The children now came running toward them and wished to resume their old places. "No, sir," said Walter, decisively. "You deserted your lady's side and your place is filled; and Susie—

"'Thou fair, false one,'

—you renounced me for a chipmonk. My wounded heart has found solace in another."

Johnny received this charge against his gallantry with a red face and eyes that began to dilate with anger, while Susie looked at Gregory poutingly and said, "I don't like big beaux. I think chipmonks are ever so much nicer."

The laugh that followed broke the force of the storm that was brewing; and Annie, by saying, "See, children, Jeff is climbing the tree on top of the hill; I wonder who will get the first nuts," caused the wind to veer round from the threatening quarter, and away they scampered with grievances all forgotten.

"If grown-up children could only forget their troubles as easily!" sighed Gregory. "Miss Walton, you are gifted with admirable tact. Your witchery has cleared up another storm."

"They have not forgotten," said Annie, ignoring the compliment—"they have only been diverted from their trouble. Children can do by nature what we should from intelligent choice—turn away the mind from painful subjects to those that are pleasing. You don't catch me brooding over trouble when there are a thousand pleasant things to think of."

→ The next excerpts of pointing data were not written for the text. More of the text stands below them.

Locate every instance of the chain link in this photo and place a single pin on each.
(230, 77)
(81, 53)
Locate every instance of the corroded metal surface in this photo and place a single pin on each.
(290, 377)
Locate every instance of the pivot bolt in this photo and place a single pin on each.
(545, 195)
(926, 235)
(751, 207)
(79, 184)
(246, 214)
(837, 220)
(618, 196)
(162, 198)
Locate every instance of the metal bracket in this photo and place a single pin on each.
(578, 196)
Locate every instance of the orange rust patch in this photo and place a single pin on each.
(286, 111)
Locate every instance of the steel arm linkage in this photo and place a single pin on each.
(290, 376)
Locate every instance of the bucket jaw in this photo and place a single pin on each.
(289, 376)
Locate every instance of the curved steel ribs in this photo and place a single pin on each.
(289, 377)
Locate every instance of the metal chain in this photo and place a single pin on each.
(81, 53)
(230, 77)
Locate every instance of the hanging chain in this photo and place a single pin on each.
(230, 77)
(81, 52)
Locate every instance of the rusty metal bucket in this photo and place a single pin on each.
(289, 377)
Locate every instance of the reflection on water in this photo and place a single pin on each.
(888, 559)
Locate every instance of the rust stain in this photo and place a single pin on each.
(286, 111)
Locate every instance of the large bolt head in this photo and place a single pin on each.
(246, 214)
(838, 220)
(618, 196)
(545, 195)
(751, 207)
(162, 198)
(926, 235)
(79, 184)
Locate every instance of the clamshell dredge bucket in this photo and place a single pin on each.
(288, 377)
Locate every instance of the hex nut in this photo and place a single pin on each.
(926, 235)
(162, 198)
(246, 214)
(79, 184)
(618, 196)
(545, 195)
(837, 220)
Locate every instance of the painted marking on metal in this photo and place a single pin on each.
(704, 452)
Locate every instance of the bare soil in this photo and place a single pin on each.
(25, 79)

"That is easier said than done, Miss Walton. I read on your smooth brow that you have had few serious troubles, and, as you say, 'you have a thousand pleasant things to think of.' But with others it may be very different. Some troubles have a terrible magnetism that draws the mind back to them as if by a malign spell, and there are no 'pleasant things to think of.'"

"No 'pleasant things'? Why, Mr. Gregory! The universe is very wide."

"Present company excepted," replied he gallantly. "But what do I care for the universe? As you say, it is 'very wide'—a big, uncomfortable place, in which one is afraid of getting lost."

"I am not," said Annie, gently.

"How so?"

"It's all my Father's house. I am never for a moment lost sight of. Wherever I am, I am like a little child playing outside the door while its mother, unseen, is watching it from the window."

He looked at her keenly to see if she were perfectly sincere. Her face had the expression of a child, and the thought flashed across him, "If she is so watched and guarded, how vain are my attempts!"

But he only said with a shrug, "It would be a pity to dissipate your happy superstition, Miss Walton, but after what I have seen and experienced in the world it would seem more generally true that the mother forgot her charge, left the window, and the child was run over by the butcher's cart."

"Do you think it vain confidence," said Annie, earnestly, "when I say that you could not dissipate what you term my 'superstition,' any more than you could argue me out of my belief in my good old father's love?"